Non ero ancor giunto in fondo al giardino, quando il padrone di casa mi gridò di fermarmi, e mi offrì di accompagnarmi attraverso la palude. Fu una fortuna che fosse venuto; il dorso della collina appariva come un’immensa successione di bianchi marosi, e le elevazioni e gli avvallamenti non corrispondevano ai rialzi ed abbassamenti del terreno; molte depressioni si erano colmate fino ad essere a livello, e mucchi di sassi, rifiuto delle petraie, erano cancellati dalla carta topografica che la passeggiata del giorno prima mi aveva impresso nella mente. Avevo notato, a esempio, a intervalli di sei o sette braccia, una fila di pietre erette lungo tutta l’estensione di quella landa incolta. Vi erano state collocate appositamente, e imbiancate poi di calce, perchè servissero di guida nell’oscurità o durante una bufera come quella della notte passata, quando i profondi pantani da ambo i lati sparivano confondendosi col sentiero di terra battuta; ma, a eccezione di qualche punto oscuro che si alzava qua e là, ogni altra traccia era scomparsa e il mio compagno doveva avvertirmi di frequente di volgere ora a destra ora a sinistra, proprio quando ritenevo di seguire esattamente i serpeggiamenti della strada. Poche parole furono scambiate tra di noi, e, al cancello del Parco di Thrushcross, egli si fermò, dicendomi che ormai non potevo sbagliarmi più. I nostri saluti si limitarono a un cenno affrettato del capo, indi io mi spinsi avanti, affidandomi alle mie proprie risorse, dato che non ho ancora trovato un custode per il cancello. La distanza dal cancello a Grange è di due miglia, ma credo che per me diventassero quattro, sia perchè mi smarrii tra gli alberi, sia perchè affondavo nella neve fino al collo; inconveniente che soltanto quelli che lo hanno esperimentato sanno ben valutare. A ogni modo, con questo vagare di qua e di là, entrai in casa quando l’orologio suonava le dodici, questo voleva dire che avevo impiegato esattamente un’ora per ogni miglio della strada ordinaria che parte da Wuthering Heights.
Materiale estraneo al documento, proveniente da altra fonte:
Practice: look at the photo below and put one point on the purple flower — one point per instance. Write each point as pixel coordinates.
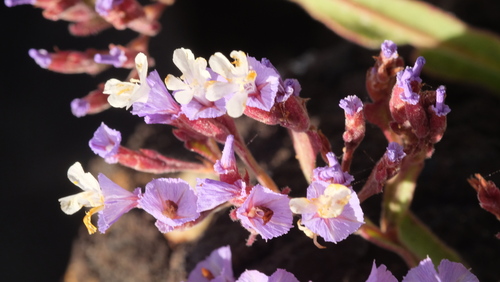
(212, 193)
(389, 49)
(290, 87)
(332, 173)
(447, 272)
(331, 211)
(104, 6)
(160, 106)
(105, 143)
(395, 152)
(116, 57)
(117, 201)
(41, 57)
(79, 107)
(266, 86)
(380, 274)
(12, 3)
(216, 267)
(351, 105)
(171, 201)
(266, 213)
(440, 109)
(404, 79)
(280, 275)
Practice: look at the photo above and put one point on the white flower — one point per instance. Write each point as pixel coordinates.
(194, 77)
(91, 195)
(124, 94)
(240, 81)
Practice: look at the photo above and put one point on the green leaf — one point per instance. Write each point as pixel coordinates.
(452, 49)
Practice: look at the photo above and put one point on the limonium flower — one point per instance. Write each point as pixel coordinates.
(333, 172)
(160, 107)
(91, 197)
(216, 267)
(406, 77)
(171, 201)
(116, 57)
(266, 213)
(331, 211)
(247, 82)
(212, 193)
(117, 201)
(124, 94)
(280, 275)
(106, 143)
(389, 49)
(441, 109)
(41, 57)
(447, 271)
(189, 89)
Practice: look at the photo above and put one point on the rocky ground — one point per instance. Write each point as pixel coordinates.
(44, 140)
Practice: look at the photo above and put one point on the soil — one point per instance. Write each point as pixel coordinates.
(43, 244)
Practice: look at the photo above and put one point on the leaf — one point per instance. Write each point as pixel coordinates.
(452, 49)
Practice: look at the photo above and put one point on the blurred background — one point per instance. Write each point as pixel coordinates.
(41, 138)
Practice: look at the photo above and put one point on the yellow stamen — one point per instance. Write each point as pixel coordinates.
(87, 219)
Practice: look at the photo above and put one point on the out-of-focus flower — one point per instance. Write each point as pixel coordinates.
(331, 211)
(106, 143)
(447, 271)
(280, 275)
(216, 267)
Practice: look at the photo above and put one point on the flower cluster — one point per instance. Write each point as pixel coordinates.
(218, 267)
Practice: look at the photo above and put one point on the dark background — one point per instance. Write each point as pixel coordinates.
(41, 138)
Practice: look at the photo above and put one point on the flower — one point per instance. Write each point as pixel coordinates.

Quella specie di surrogato umano della mia governante e i suoi satelliti mi corsero incontro, dandomi il benvenuto ed esclamando tumultuosamente che non mi aspettavano più; tutti si erano ormai persuasi che fossi rimasto vittima della bufera di neve, e stavano appunto pensando al modo di intraprendere la ricerca delle mie spoglie. Ordinai che si calmassero, poichè mi avevano lì davanti agli occhi, e, intirizzito fino in fondo al cuore, mi trascinai su per le scale; dopo che ebbi indossato abiti più asciutti e dopo che ebbi camminato su e giù per trenta o quaranta minuti, per riattivare in me la circolazione, mi ritirai nel mio studio, debole come un gattino e troppo esausto per poter godere dell’allegro focherello e della fumante tazza di caffè preparata per il mio ristoro.